The country looks a great deal like some parts of Kenya. It is mainly open oak and mesquite woodland, with occasional stands of elm and hickory, and big pecan trees along the watercourses. In places the sweet-smelling bee brush grows thickly, and prickly pear is widespread. Mustang grapes, which make delicious jelly, grow wild. The terrain is hilly, with fantastic granite outcrops and rocky ridges, and there is little arable land. This is ranching country: cattle, angora goats, and some sheep. And turkeys, and white-tailed deer—more whitetails per square mile than almost anywhere else on earth.
The deer are small, but exceedingly abundant. I have come to love them, and would not again very willingly live where I did not have them around me. Most of the deer hunting on the ranch is leased out on a permanent basis. Some of the hunters have been coming every season for the past thirty years and more, and now their grandchildren hunt here as well. A few of the lesser, but still amply spacious, pastures are not leased out, and there we are permitted to collect our venison. We hunt whitetails in season by simply picking up a rifle and walking out from the house far enough to avoid killing the house deer, and then we still-hunt.
My shooting bench is by the creek, not a hundred yards from the house, which makes load development in particular very convenient. It is shaded by a huge, ancient live-oak tree and a big pecan tree that yields quantities of excellent nuts, most of which the squirrels get, just as they get all the fruit from the pear tree outside the kitchen window.
We share this ramshackle, near-century-old house with many different creatures. The armadillos root in its lawn and flower beds, and bang and rattle against the hodgepodge of plumbing under its floor when they come in at night. Squirrels scamper about the attic, and grow fat sprawled out on the bird table, where they are just as entertaining as the birds. A courageous and busy little wren raised her young on a shelf in Marit’s room, between two Cabbage Patch dolls, and a phoebe insists on building her nest every year around the light that hangs on the porch outside the front door. Hummingbirds buzz and strafe each other at the feeders all summer long, while at least a dozen glowing cardinals brighten the yard. The mud-dauber wasps litter the porch with paralyzed black-widow spiders, and cause me to plug with bullets the muzzles of the guns we keep openly displayed in a rack. A colony of harvester ants lives by the corner of the porch. They cut the leaves from the pear tree unless I sprinkle Sevin dust around it, and all day a stream of them march home with cracked corn and seeds from the bird table. Two tremulous cottontails nervously nibble at the grain the careless squirrels spill, and at night a plump raccoon comes to clean up whatever the ants, the birds, the rabbits, and the squirrels have left. There is no provision for locking the doors of the house, nor is there any need to do so.

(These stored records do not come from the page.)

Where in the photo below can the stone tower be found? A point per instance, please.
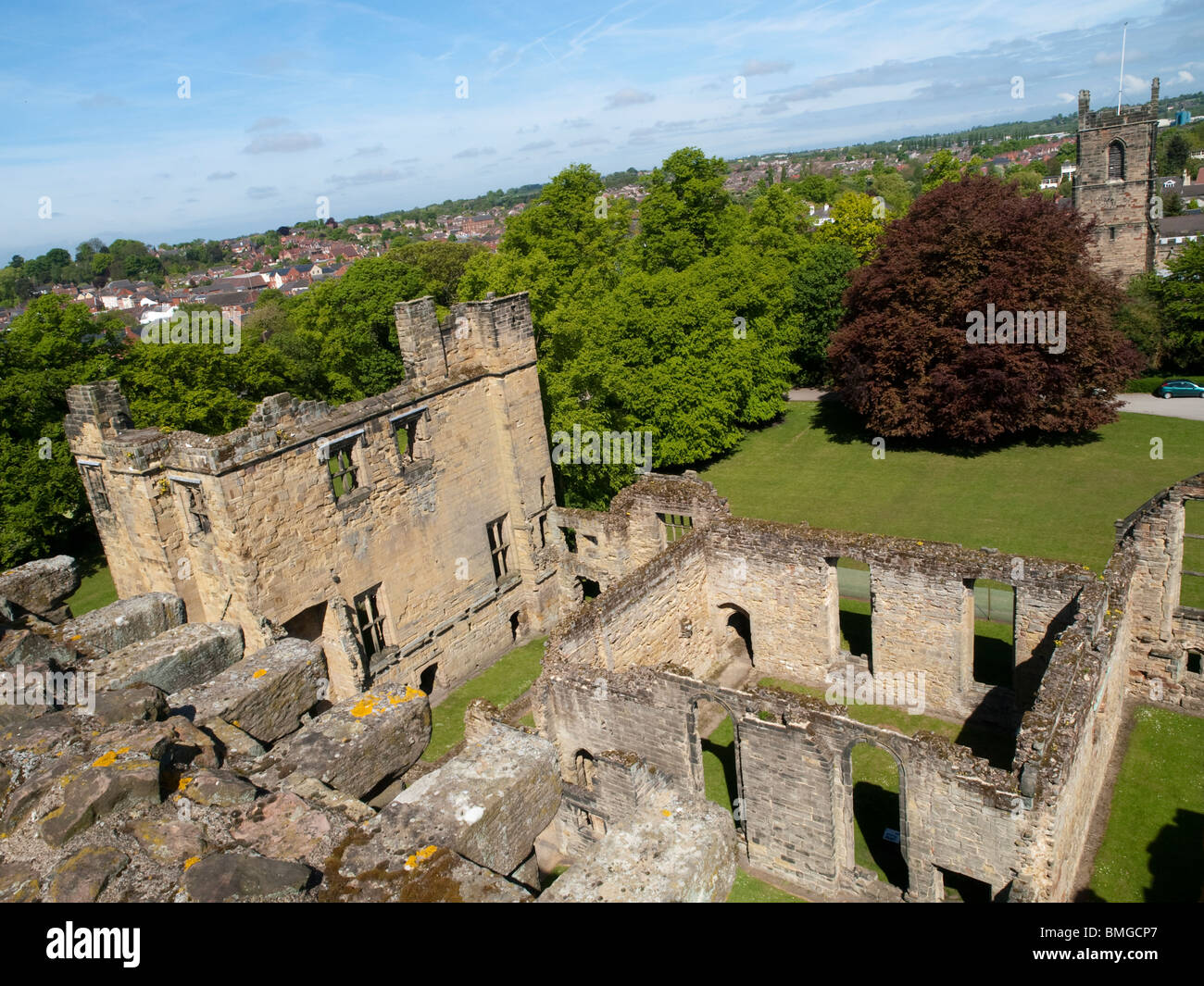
(1114, 182)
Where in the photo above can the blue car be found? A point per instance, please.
(1179, 389)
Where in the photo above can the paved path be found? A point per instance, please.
(1192, 408)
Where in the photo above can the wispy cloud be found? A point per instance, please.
(627, 96)
(283, 144)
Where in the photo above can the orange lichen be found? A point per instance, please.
(107, 760)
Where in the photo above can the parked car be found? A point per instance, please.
(1179, 389)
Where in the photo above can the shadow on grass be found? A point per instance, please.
(844, 428)
(1176, 861)
(725, 753)
(874, 810)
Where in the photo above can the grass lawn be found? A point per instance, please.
(1048, 501)
(1154, 848)
(749, 890)
(501, 684)
(95, 590)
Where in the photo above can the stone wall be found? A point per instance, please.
(1120, 206)
(276, 543)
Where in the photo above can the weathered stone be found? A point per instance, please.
(263, 694)
(123, 622)
(181, 657)
(684, 852)
(82, 877)
(219, 789)
(117, 780)
(360, 743)
(136, 704)
(285, 828)
(168, 841)
(240, 877)
(29, 648)
(19, 882)
(486, 805)
(40, 586)
(429, 874)
(233, 741)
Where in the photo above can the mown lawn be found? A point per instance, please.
(95, 590)
(1050, 501)
(1154, 848)
(501, 684)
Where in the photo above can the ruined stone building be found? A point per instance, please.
(1114, 183)
(296, 593)
(698, 607)
(417, 517)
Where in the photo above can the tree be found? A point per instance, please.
(854, 223)
(943, 168)
(817, 284)
(903, 357)
(682, 218)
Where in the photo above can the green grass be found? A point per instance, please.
(875, 806)
(749, 890)
(1048, 501)
(1154, 848)
(501, 684)
(95, 590)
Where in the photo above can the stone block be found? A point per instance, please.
(182, 657)
(263, 694)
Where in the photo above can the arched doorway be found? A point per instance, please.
(874, 781)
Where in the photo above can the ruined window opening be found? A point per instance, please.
(856, 608)
(94, 481)
(342, 468)
(1116, 160)
(878, 813)
(406, 437)
(498, 545)
(370, 622)
(585, 769)
(194, 505)
(967, 890)
(674, 528)
(995, 632)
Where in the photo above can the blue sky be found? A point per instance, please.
(357, 101)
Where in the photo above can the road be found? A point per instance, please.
(1191, 408)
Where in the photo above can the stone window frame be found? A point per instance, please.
(193, 501)
(497, 532)
(1116, 155)
(679, 525)
(93, 476)
(413, 424)
(345, 449)
(371, 620)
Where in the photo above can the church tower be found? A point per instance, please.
(1114, 182)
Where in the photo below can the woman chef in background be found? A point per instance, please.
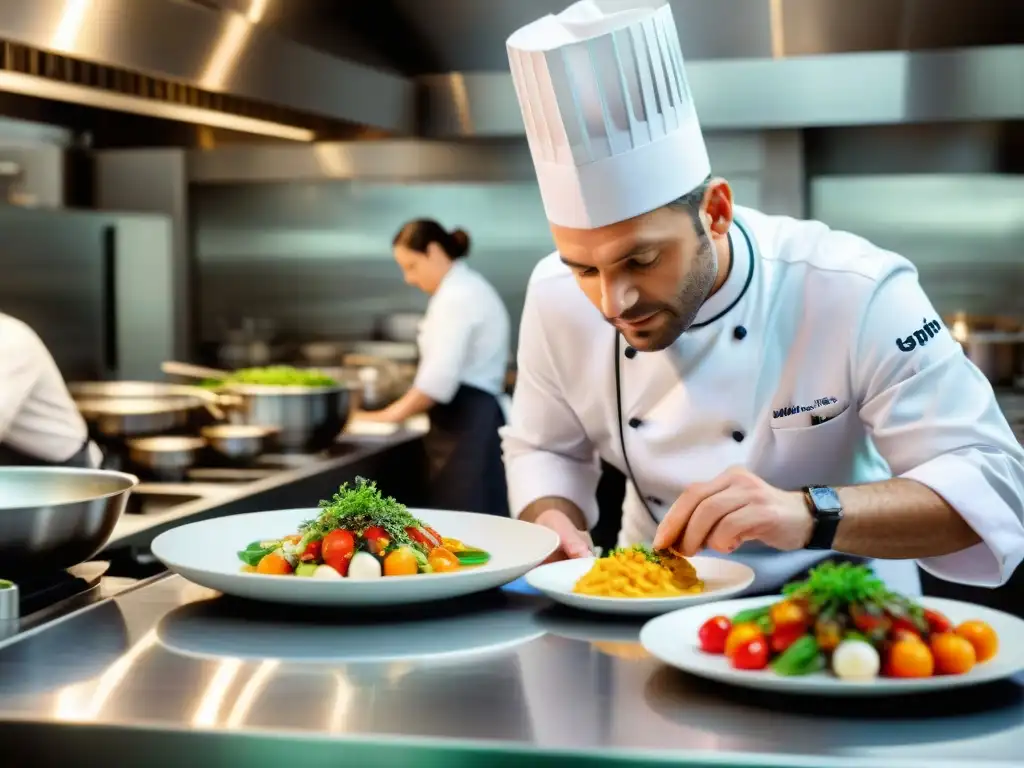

Nearly every evening I go for a brisk, one-hour walk, and if she is home Berit accompanies me. Often I’ll take a pistol along and fire a magazine or cylinder full at cactus pads where there is a safe backstop, to help keep my eye in—it needs all the help it can get. We always see some wildlife: aoudad, feral hogs, and axis, sika, or fallow deer; and I cannot remember the last time we failed to put up a whitetail; usually we see at least a dozen of them. Our way of life is essentially the same as it was on the Yatta and at Juja Farm. I do not know of a better place in the world to live, and I believe that at long last I have come home.